The invention relates to purified DNA molecules having promoter activity for the human involucrin gene (hINV). Involucrin is a protein that interacts with keratin and other intracellular proteins to strengthen the plasma membranes of cells in the outer layers of the skin. The involucrin gene contains the DNA sequence that codes for involucrin. During prosecution, the Examiner rejected the three claims in question as being anticipated by the applicants’ (“Crish”) own publication and a Welter publication, of which Crish was also a coauthor.
On appeal, the applicants argued that the Board had improperly expanded the scope of the claims to allow nucleotides in addition to the specified portions of SEQ ID NO:1. The applicants argued that during prosecution, the term “consist” was added to limit the claimed oligonucleotide to a specific DNA sequence in the promoter region, as opposed to the entire SEQ ID NO:1. The Federal Circuit found that the Board’s construction was reasonable because the claims also contain the open-ended transition term “comprising.” According to the Court, read in context, the claims do not preclude a DNA sequence having additional nucleotides.
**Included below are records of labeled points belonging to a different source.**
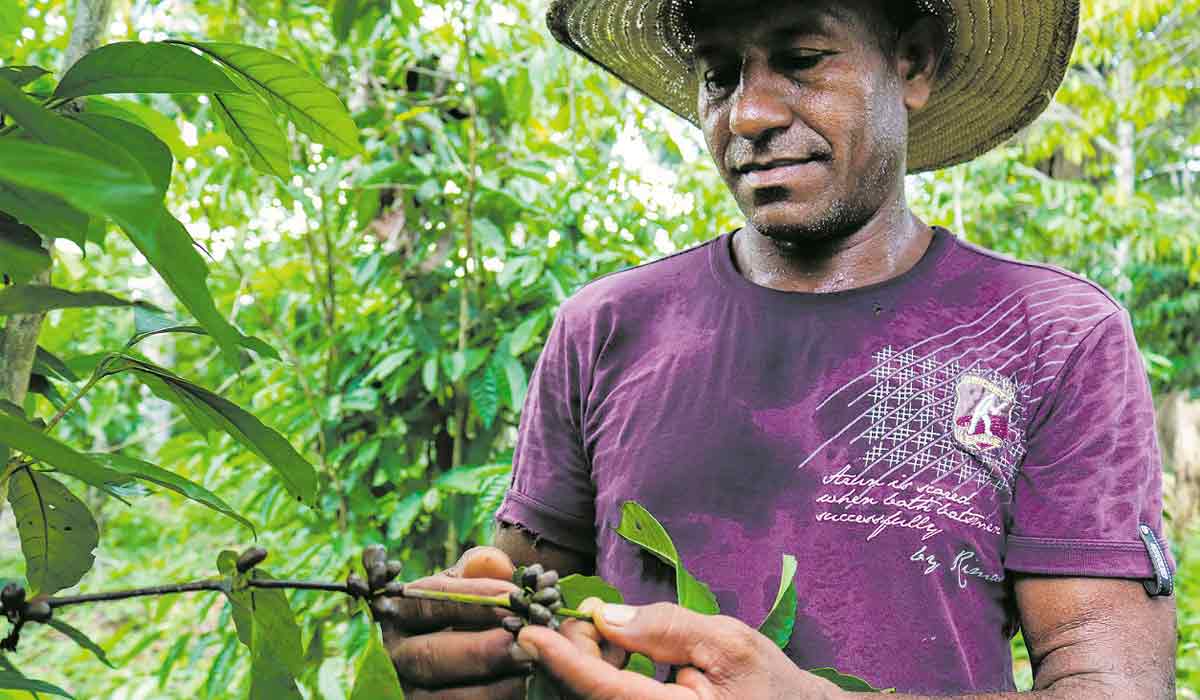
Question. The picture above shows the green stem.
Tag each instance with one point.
(223, 586)
(73, 401)
(491, 600)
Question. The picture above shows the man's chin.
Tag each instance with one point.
(786, 222)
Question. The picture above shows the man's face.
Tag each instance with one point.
(804, 112)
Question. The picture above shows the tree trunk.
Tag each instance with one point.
(21, 331)
(1127, 166)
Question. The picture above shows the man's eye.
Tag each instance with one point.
(719, 79)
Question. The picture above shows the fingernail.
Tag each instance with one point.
(523, 653)
(617, 615)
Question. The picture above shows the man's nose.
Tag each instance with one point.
(759, 103)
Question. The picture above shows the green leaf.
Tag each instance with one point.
(577, 588)
(163, 127)
(88, 179)
(265, 623)
(58, 534)
(22, 255)
(46, 363)
(468, 479)
(11, 681)
(157, 476)
(514, 378)
(46, 214)
(21, 76)
(251, 126)
(151, 154)
(376, 677)
(403, 515)
(342, 16)
(83, 640)
(87, 184)
(525, 334)
(131, 66)
(852, 683)
(430, 374)
(37, 299)
(485, 395)
(24, 437)
(643, 530)
(781, 618)
(388, 365)
(292, 91)
(641, 664)
(148, 323)
(271, 670)
(209, 411)
(55, 130)
(12, 21)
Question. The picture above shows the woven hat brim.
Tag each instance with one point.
(1006, 61)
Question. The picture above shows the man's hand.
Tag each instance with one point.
(450, 651)
(719, 657)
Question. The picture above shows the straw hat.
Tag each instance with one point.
(1006, 60)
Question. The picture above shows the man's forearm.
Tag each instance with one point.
(1075, 688)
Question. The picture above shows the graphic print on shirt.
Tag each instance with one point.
(934, 434)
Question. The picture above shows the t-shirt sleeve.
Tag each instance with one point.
(552, 494)
(1092, 474)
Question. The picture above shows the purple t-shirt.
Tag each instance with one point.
(910, 442)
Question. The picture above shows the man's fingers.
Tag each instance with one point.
(417, 616)
(455, 658)
(485, 562)
(676, 635)
(588, 676)
(507, 689)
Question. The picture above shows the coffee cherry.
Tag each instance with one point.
(540, 614)
(529, 580)
(547, 580)
(251, 558)
(519, 603)
(12, 596)
(39, 611)
(358, 587)
(547, 597)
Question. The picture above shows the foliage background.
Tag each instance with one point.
(409, 291)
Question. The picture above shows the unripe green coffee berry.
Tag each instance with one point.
(12, 596)
(531, 575)
(513, 624)
(540, 614)
(357, 586)
(39, 611)
(373, 555)
(547, 580)
(547, 596)
(251, 558)
(517, 603)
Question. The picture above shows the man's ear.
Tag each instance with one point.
(918, 57)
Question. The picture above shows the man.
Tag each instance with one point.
(952, 444)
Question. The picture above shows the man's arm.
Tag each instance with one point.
(1090, 639)
(1095, 638)
(525, 548)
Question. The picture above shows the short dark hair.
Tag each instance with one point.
(899, 15)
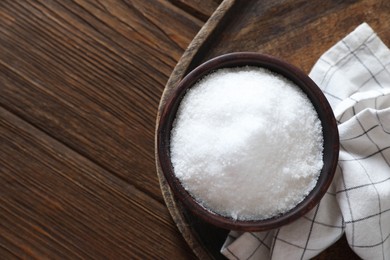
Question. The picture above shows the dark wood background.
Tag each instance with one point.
(80, 85)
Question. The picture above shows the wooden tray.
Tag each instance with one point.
(298, 31)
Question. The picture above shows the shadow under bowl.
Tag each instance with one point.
(314, 94)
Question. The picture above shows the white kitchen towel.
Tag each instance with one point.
(355, 77)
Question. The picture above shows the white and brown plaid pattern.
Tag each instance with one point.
(355, 77)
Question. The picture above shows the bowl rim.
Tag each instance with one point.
(303, 81)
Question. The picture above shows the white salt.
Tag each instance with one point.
(247, 143)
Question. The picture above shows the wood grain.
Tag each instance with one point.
(58, 204)
(201, 9)
(90, 74)
(296, 31)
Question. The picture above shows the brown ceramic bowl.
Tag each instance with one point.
(315, 95)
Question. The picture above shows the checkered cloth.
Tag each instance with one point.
(355, 77)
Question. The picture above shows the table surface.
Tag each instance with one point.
(80, 84)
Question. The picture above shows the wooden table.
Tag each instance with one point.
(80, 84)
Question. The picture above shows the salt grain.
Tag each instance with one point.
(247, 143)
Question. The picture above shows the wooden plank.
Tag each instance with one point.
(296, 31)
(198, 8)
(90, 74)
(56, 204)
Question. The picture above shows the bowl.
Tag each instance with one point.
(314, 94)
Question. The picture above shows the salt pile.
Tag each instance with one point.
(247, 143)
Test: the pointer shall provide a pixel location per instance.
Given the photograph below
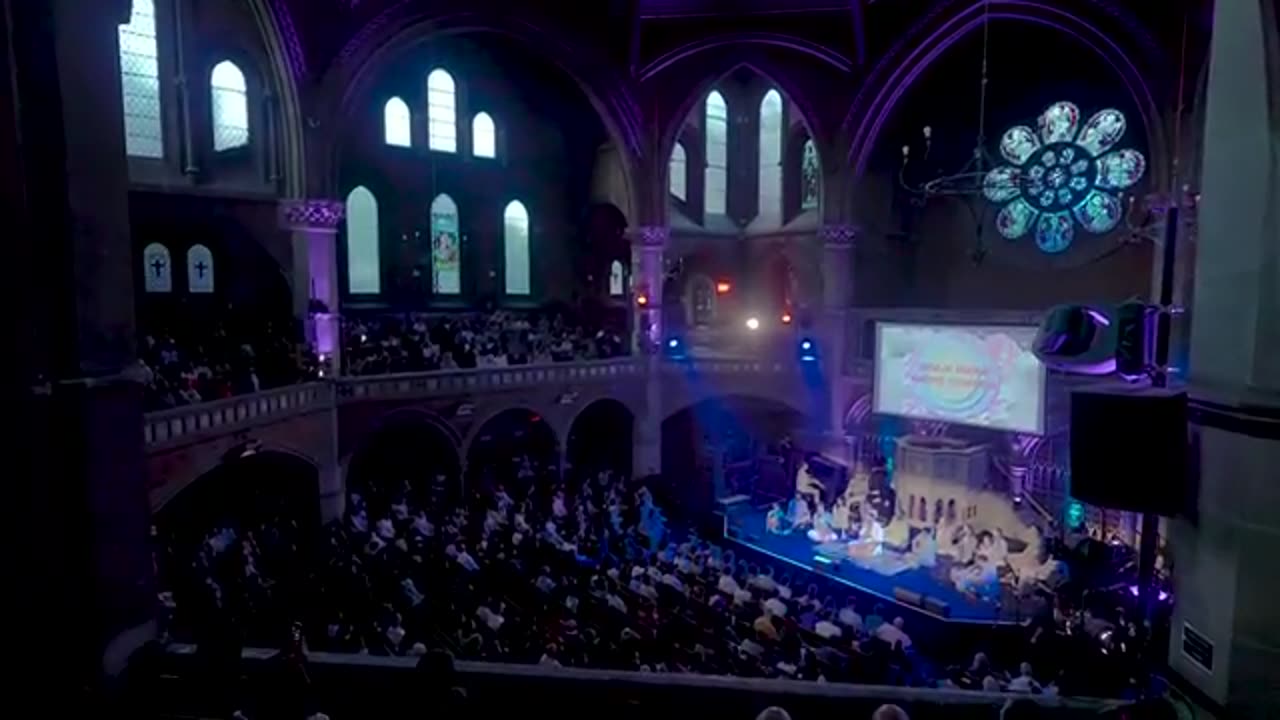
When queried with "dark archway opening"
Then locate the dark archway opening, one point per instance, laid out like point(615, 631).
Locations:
point(714, 449)
point(516, 449)
point(600, 440)
point(411, 458)
point(234, 548)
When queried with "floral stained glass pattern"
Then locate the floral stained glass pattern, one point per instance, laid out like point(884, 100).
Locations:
point(1063, 174)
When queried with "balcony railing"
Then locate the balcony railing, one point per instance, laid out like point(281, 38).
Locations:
point(481, 379)
point(179, 424)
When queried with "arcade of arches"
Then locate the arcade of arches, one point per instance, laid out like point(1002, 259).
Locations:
point(412, 160)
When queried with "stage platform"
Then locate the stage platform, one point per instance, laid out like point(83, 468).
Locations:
point(744, 525)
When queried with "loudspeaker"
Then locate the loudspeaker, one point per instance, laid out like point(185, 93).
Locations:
point(908, 597)
point(937, 607)
point(1129, 449)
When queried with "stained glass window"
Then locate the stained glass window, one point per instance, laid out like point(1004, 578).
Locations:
point(677, 172)
point(769, 172)
point(446, 246)
point(156, 269)
point(229, 95)
point(617, 281)
point(810, 174)
point(442, 112)
point(140, 82)
point(1063, 174)
point(364, 261)
point(397, 123)
point(484, 136)
point(515, 241)
point(200, 269)
point(716, 177)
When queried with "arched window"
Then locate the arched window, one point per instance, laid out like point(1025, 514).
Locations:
point(140, 82)
point(716, 177)
point(364, 260)
point(679, 171)
point(769, 192)
point(231, 106)
point(200, 269)
point(156, 268)
point(397, 123)
point(810, 176)
point(617, 279)
point(442, 112)
point(484, 136)
point(446, 246)
point(515, 241)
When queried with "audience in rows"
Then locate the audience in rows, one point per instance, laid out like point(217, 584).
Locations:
point(421, 342)
point(191, 363)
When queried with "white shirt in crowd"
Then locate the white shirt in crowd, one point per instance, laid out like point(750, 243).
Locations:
point(776, 607)
point(827, 629)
Concerning anticipation, the applicants argued that a person of ordinary skill in the art starting with the plasmid disclosed in the Crish and Welter publications would not necessarily have obtained SEQ ID NO:1. The Federal Circuit rejected the applicants’ argument that the claims are not anticipated because the Crish publication did not sequence the promoter region of hINV. According to the Court, a long line of cases confirms that one cannot establish novelty by claiming a known material by its properties. The Federal Circuit acknowledged that the Board had concluded that the plasmid used in the application and the Crish publication were the same, but concluded that this conclusion was reasonable, because Crish is both an inventor of the application and an author of the prior art publication, both the application and the publication refer to the promoter region as being about the same size, and both the application and the publication refer to the same source for the plasmid. The applicants had provided no evidence that the plasmids used in the application and the Crish publication were different. Accordingly, the Federal Circuit affirmed the finding of anticipation.